Mapping Limbic System Deficits in Adolescents with Schizophrenia Using Novel Computational Anatomy Techniques

Christine N. Vidal1, Judith L. Rapoport MD2, Kiralee M. Hayashi1, Yihong Sui1, Lauren E. McLemore1, Jay N. Giedd MD2, Peter Gochman MA2, Jonathan Blumenthal MA2, Nitin Gogtay MD2, Rob Nicolson2, Arthur W. Toga PhD1, Paul M. Thompson PhD1
1Laboratory of Neuro Imaging, Brain Mapping Division, Department of Neurology, UCLA School of Medicine
2Child Psychiatry Branch, National Institute of Mental Health, NIH, Bethesda, MD

We previously detected a dynamic wave of accelerated gray matter loss on the lateral surface of the brain in childhood-onset schizophrenia (COS) [1,2]. We report new mathematical methods for mapping gray matter loss rates across the medial hemispheric surface, and hippocampal shape deficits.

Fig. 1: Average gray matter loss in medial cortex in COS; Hippocampal deficits in COS.

3D MRI scans of 12 COS and 12 matched healthy subjects were acquired longitudinally over a 5-year time span (age: 13.9+/-0.8SE/18.6+/-1.0SE years at initial/final scans). All subjects were matched for age, height, sex, but not IQ. Scans were normalized by affine transformation to ICBM standardized stereotaxic space.

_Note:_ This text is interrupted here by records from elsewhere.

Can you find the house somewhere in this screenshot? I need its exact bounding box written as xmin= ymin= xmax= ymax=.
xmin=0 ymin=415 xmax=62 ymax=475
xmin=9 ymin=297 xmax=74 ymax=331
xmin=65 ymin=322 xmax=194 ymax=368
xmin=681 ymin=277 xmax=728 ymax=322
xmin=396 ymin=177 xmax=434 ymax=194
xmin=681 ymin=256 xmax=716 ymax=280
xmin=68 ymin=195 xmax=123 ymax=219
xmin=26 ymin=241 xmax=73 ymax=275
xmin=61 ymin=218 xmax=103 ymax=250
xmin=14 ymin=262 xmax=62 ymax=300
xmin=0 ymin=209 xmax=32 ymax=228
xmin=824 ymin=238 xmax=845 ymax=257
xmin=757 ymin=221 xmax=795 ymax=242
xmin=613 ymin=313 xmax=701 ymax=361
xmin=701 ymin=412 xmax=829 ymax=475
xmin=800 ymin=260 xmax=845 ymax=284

We applied the following anatomical modeling techniques:

Medial cortex mapping: 3D maps localizing brain changes were derived from MRI scans at baseline and follow-up. Gyral pattern and shape variations were encoded using high-dimensional elastic deformation mappings driving each subjectís cortical anatomy onto a group average. Changes in cortical gray matter density were mapped by computing warping fields that matched cortical patterns across hemispheres, across time and across subjects.

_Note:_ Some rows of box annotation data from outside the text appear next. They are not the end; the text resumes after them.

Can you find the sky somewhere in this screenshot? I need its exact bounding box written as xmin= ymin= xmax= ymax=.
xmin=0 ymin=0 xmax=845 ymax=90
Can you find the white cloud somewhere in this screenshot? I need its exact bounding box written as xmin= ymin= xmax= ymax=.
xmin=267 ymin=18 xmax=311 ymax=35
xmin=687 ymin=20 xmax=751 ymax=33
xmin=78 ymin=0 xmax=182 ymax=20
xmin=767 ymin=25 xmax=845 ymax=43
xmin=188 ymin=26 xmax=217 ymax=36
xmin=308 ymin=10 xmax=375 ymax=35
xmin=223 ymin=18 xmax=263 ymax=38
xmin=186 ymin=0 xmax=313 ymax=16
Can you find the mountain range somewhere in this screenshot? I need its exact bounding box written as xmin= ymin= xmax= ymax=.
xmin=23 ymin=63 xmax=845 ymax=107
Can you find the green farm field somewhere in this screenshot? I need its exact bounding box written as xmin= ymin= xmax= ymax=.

Hippocampal surface mapping: One rater, blind to age, gender and diagnosis, delineated the hippocampus at baseline and follow-up. All traces were uniformly redigitized to render the sampled points spatially uniform, and converted into 3D parametric surface meshes. Surface meshes were averaged across subjects to create average shape models. Distance fields relating surface boundary points to their medial curves were analyzed using surface-based nonparametric regression. Shape differences, visualized in the average anatomical maps, were assessed using permutation tests to compute a null distribution for the total surface area of suprathreshold statistics. Group differences in hippocampus volumes were assessed with multivariate regression.

We found a selective, and severe, frontal gray matter loss in both left and right medial surfaces of the brain hemispheres, in the schizophrenic subjects. Intriguingly, a sharp boundary appeared in the pattern of gray matter loss (see Figure). This separated frontal regions, which control attention and planning, and the limbic areas, which were comparatively spared. We created color-coded maps to reveal additional localized linkages between these progressive deficits and cognitive and clinical assessments. Hippocampal surface analyses revealed a significant bilateral volume decrease at time 2 in COS compared to healthy controls (average L. deficit: -15.1%+/-2.0%, p<0.0001; average R. deficit.: -14.8%+/-2.2%, p<.0.0007). No significant volume differences were detected at time 1 (when mean deficits in COS were L:-2.4%+/-3.0%, R:-4.9%+/-3.1%).

Frontal and limbic regions may have strikingly different vulnerabilities in terms of gray matter loss in COS, with frontal regions much more severely affected. Nonetheless, hippocampal deficits were detected in the average shape maps at follow-up. Such deficits are frequently reported in studies of adult onset schizophrenia [3]. In the course of their illness, COS patients may exhibit decelerated growth in medial temporal lobe structures, regions that are among the last to mature in the teenage years.

References: References: [1]. Rapoport JL et al., Arch. Gen. Psychiatry 56(7):649-54. [2]. Thompson PM et al., PNAS 98(20):11650-11655, 2001. [3]. Lawrie S, Abukmeil S, Br. J. Psych. 172:110-20, 1998.